I would be lying if I said the next few weeks weren’t difficult. Any parent understands what i’m saying here because having a newborn is WOOF. Add to that a rambunctious toddler and now we have pure chaos. Here we were again grieving and mourning the loss of our family of three. It’s not as if this time wasn’t filled with love and wonderful moments, but I’ve come to terms with accepting what is true. Kid #2, and you just know too much. It’s useful in some ways where epiphanies come sooner - weeks not months to accept our new reality. The choice is: go kicking and screaming - or soften in. The daily question I’ve been asking myself is, “How can I become just 5% more comfortable here and now?” …because fighting it and digging my heels into the ground doesn’t serve. It won’t work because the only constant in life is CHANGE and frankly, worry is a downpayment on a problem you might never have.
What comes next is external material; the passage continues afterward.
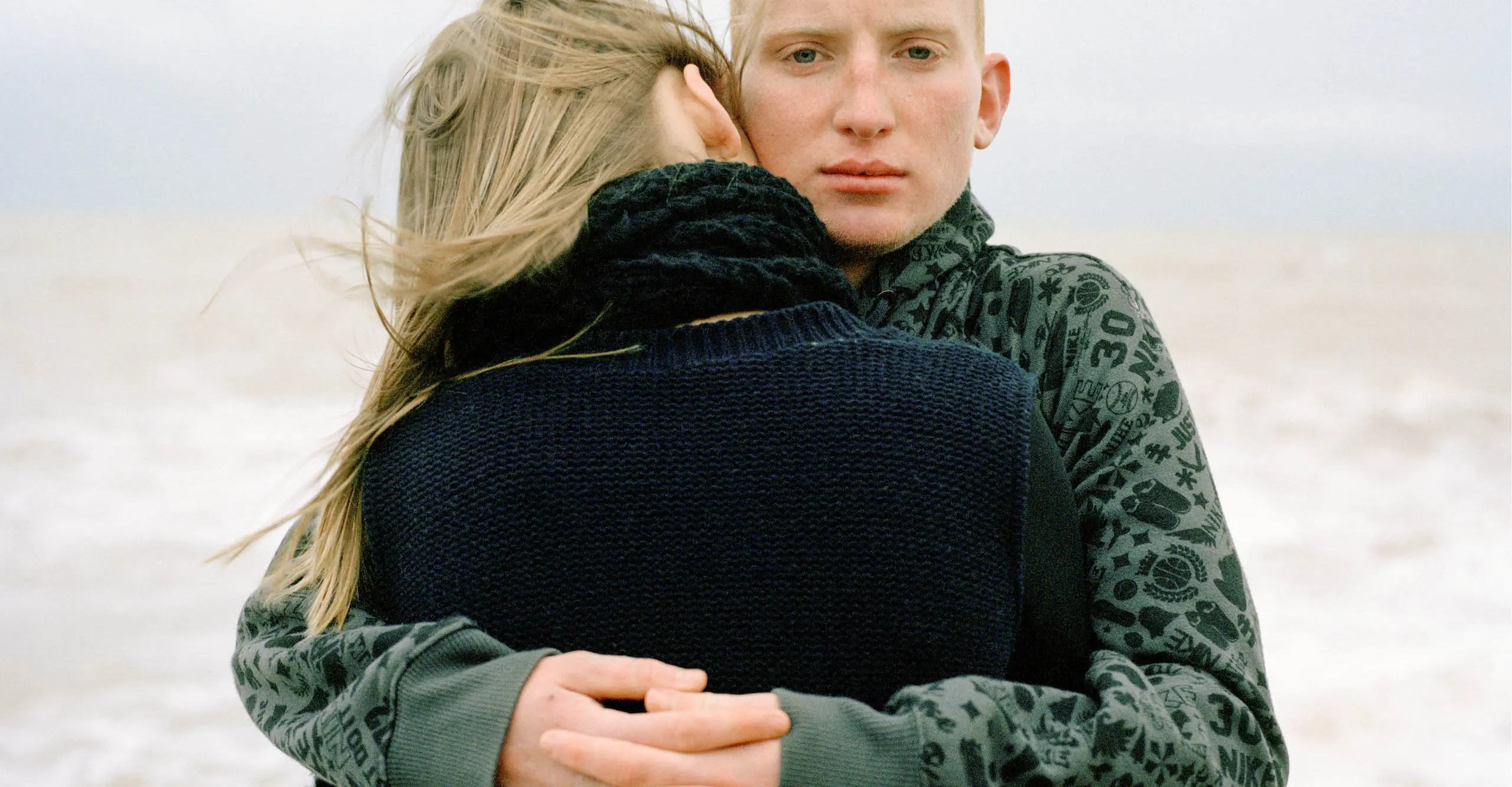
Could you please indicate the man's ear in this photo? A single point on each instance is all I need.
(720, 134)
(997, 82)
If you ask me how I am - I will tell you honestly. A huge pet peeve of mine are those who say, “how are you doing - good?” The answer is no, KAREN. I’m not good. Please don’t insert any answer before you actually know. I am in the trenches trying to navigate postpartum life meanwhile putting finishing touches on a new practice space and trying to wrap my head around reopening. I love and miss my work and I will just say it: I’m not okay to be home with my kids all day everyday. (Shout out to all the amazing stay at home moms - I don’t know how you do it. You’re amazing!) Does this mean I’m a bad mom because my family needs me? I answer that in one simple statement, “No because I need me.” I need me to be okay so she and her big sister can be okay. I need me so my marriage and my household can be okay. So I work on my business every single day. I put in a few hours per day away from my kids and my house in order to stay afloat in my own body. I give myself permission to feel wonderful about being away from them building my first ever baby - my business baby: Avenue Acupuncture.
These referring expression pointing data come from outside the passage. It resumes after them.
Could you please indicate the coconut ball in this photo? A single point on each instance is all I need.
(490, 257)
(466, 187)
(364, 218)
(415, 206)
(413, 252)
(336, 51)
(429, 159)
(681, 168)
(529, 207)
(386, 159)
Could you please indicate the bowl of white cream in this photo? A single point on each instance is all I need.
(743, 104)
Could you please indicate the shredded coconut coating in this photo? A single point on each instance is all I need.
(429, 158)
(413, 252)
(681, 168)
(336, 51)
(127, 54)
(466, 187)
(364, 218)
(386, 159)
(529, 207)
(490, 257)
I was reading the first blog I posted after my first daughter Hazel was born. I wrote, “In my case it felt more like my entire identity was covered in gasoline, set on fire, and burned to the ground in a raging blistering fire that left me in a pile of dust.” Can fire be unruly, non-contained, scary? Fuck yes it can, but the second time around, I’d say this statement is only partially true and I can recognize that fire isn’t always obliterating, but transformative.
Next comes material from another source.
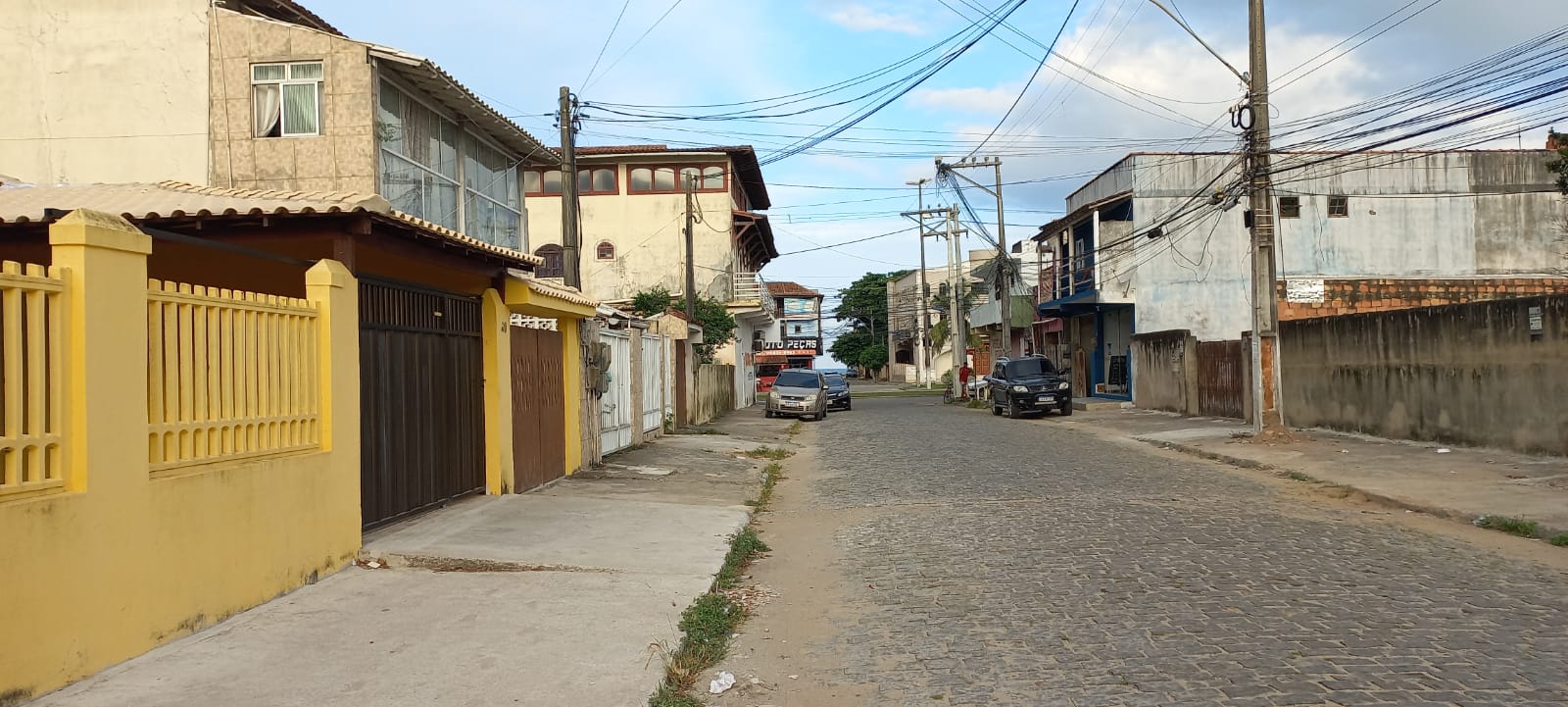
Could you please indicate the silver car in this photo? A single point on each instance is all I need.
(799, 392)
As 2021 comes to a close, I am excited for what is to come in both life and business. I won’t pretend that I’m the same person I was through 10 months of pregnancy, labor, delivery, postpartum, the death of a dear loved one, and now as a mother to two beautiful daughters. I am continuously upgrading. I am buffering. I am becoming 2.0 version of myself - but still limited edition.

I’m so excited for you all to see what unfolds. Stay tuned for detailed information about reopening.

Merry Christmas and a Happy New Year to all!